Produire ,produire plus de nourriture, toujours la même solution préconisée
Alors que ce qui est déjà produit est perdu,gaspillé,non consommé,non vendu à 40 % Cette production a pourtant coûté des intrants , des semences , de l'eau ,de l'énergie , du travail Si la chaîne du froid était mise en place en Afrique, et bien sur les solutions solaires autonomes existent déjà , une grande partie de la faim serait résolue ,accompagné par un développement économique avec une énergie propre ,disponible et abondante Pourquoi toujours des grands discours alors que les solutions existent ?
Ecrit le 21 septembre 2017 par : Christian Cesbron cesbron.christian@gmail.com 3438

Merci à tous pour ces remarques et commentaires avisés.

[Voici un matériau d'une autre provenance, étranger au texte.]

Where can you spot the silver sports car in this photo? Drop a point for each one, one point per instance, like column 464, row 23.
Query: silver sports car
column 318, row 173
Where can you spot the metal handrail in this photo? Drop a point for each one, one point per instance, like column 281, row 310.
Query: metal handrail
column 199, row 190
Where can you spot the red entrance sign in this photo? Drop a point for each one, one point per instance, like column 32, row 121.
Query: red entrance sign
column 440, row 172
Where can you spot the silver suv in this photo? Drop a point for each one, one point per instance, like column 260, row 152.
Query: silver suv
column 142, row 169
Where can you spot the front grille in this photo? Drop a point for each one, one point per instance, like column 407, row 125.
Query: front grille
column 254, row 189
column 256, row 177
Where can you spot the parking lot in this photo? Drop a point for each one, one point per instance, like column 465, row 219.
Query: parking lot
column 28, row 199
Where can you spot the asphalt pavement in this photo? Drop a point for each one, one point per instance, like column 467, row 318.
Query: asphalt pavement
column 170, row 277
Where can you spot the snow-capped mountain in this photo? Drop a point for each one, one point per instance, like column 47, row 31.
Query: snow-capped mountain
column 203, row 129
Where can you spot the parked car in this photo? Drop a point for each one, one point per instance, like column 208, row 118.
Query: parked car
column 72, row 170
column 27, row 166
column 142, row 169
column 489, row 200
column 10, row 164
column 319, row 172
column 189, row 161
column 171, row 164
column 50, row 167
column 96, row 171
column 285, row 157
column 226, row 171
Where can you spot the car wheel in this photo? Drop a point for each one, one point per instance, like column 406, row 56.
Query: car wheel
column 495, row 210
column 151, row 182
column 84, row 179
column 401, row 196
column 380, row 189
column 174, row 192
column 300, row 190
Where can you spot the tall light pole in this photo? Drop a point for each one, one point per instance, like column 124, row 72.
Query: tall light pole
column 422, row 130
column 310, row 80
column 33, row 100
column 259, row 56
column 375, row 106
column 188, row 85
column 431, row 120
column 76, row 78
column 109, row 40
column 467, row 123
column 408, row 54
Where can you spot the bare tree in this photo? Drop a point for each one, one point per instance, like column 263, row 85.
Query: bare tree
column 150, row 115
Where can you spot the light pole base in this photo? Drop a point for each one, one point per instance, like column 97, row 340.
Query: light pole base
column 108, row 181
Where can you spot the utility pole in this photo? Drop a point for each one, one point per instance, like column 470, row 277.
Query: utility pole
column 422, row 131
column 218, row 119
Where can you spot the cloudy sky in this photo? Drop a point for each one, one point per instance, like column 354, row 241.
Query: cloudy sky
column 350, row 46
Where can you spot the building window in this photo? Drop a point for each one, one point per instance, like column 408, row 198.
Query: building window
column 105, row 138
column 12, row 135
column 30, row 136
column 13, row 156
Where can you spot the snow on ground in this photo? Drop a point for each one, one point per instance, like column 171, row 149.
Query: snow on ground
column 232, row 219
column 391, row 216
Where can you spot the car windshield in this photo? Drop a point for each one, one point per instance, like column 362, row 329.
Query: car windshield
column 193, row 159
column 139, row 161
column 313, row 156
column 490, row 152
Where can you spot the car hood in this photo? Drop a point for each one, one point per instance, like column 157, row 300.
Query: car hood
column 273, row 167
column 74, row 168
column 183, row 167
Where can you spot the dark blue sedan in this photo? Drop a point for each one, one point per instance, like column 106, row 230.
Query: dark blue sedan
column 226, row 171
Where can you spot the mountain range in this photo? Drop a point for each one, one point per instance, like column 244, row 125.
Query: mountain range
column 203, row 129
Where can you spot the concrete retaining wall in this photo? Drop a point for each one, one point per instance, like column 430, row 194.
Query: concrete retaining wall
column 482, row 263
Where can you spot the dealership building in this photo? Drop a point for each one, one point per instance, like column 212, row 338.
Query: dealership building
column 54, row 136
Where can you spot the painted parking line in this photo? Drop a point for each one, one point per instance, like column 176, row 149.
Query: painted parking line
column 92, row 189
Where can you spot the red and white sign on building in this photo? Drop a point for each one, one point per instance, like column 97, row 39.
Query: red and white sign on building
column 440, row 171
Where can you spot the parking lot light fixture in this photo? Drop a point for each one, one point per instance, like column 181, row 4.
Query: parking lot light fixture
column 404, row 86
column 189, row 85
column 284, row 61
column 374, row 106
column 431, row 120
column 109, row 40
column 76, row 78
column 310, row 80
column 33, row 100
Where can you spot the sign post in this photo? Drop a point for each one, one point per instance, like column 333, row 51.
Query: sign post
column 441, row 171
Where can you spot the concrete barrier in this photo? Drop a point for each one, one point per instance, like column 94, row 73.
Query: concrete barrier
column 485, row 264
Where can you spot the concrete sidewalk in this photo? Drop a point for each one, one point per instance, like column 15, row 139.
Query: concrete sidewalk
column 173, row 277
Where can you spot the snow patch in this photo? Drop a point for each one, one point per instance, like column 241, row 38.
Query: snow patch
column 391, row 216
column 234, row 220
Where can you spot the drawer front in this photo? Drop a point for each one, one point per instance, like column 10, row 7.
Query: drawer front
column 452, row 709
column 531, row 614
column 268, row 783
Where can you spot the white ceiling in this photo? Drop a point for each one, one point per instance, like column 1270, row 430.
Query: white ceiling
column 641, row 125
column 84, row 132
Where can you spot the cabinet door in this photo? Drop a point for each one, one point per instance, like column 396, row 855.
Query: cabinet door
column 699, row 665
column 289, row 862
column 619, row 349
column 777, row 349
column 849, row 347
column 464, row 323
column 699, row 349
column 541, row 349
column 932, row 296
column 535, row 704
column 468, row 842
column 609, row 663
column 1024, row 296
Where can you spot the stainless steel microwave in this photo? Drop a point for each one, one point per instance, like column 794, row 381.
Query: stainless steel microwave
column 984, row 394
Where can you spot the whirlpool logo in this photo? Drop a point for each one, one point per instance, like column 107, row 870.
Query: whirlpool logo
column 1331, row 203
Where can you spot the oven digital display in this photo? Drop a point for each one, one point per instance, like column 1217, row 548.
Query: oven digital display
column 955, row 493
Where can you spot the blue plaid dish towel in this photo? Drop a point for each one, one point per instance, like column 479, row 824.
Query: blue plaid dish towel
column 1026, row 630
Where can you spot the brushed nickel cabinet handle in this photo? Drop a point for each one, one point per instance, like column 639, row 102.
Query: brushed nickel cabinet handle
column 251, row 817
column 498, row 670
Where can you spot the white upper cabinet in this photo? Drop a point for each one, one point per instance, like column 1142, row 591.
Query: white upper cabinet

Le chiffre indiqué pour le Nigeria doit effectivement être corrigé car il correspond aux projections de l'ONU pour 2030. Ce sont bien 410,6 millions de personnes qui sont attendues dans ce pays en 2050, soit plus qu'un doublement par rapport à 2017. Jacques Berthelot a raison d'alerter sur les conséquences potentielles des APE pour les agricultures africaines, même si ce secteur bénéficiera d'une protection douanière temporaire. La question du dumping éventuel des exportations européennes mériterait à elle seule un débat. La "petite et moyenne agriculture" est-elle vraiment incapable de relever les défis pointés dans l'article ? Faut-il favoriser les grandes exploitations agro-industrielles ? Il y a bien des raisons de se méfier du "prêt-à-penser" en la matière. Beaucoup de fermes très petites ne sont pas viables, mais le potentiel des exploitations de taille moyenne (dont la définition varie selon la production et le contexte) paraît énorme si des politiques publiques favorables sont mises en œuvre. En outre, compte tenu du boom démographique, on ne peut pas raisonner uniquement en termes de performances économiques (elles-mêmes sujettes à débat), sans prendre en compte la question de l'emploi. Une question majeure est celle de la coexistence entre différents types d'agricultures. Je renvoie au "Point de vue" de Peter Hazell, "Repenser le rôle des petites exploitations agricoles dans les stratégies de développement", publié par FARM en 2014 et disponible sur ce site.